That, and the dragon looking straight out of How to Train Your Dragon - I wonder if they have agreements with the right holders, or if they expect massive lawsuits to create free advertising for their launch.
That, and the dragon looking straight out of How to Train Your Dragon - I wonder if they have agreements with the right holders, or if they expect massive lawsuits to create free advertising for their launch.
Well, look at Wikimedia.
https://commons.wikimedia.org/wiki/File:This_Is_Fine_(meme)....
Here is a direct example of a derived work, to the point where the prompt is "n orange-brown anthropomorphic dog sitting in a chair at a table in a room that is engulfed in flames, happy dog sitting on chair at a table viewed from the side, dog with a hat, room is burning with fire all across the room".
That's covered by Fair Use, I suppose they will argue this if they get sued.
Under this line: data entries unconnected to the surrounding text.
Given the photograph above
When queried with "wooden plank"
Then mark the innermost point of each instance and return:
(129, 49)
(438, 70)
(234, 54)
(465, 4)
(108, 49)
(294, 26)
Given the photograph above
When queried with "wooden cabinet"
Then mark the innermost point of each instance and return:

Interestingly, commons doesn't allow Fair Use, but the according to commons, "this is not a derived work".
https://commons.wikimedia.org/wiki/Commons:Deletion_requests...
Thank you, interesting! I don't know that much about Fair use: if I understand well, the key is that the use should be "transformative", right? Am I correct in understanding that: - if the original "This is fine" meme was under copyright, the dog picture would be exempted from copyright by Fair use as it's a transformation - here it's not even needed since the original is not under copyright ("this is not a derived work")
It was a batshit insane decision, and a wrong one. Also: Commons doesn't allow for Fair Use images, so actually the decision was made that this wasn't transformative as it wasn't a derivative image.
You tell me if that was a derivative image or not. I argued it was, and the argument was completely ignored.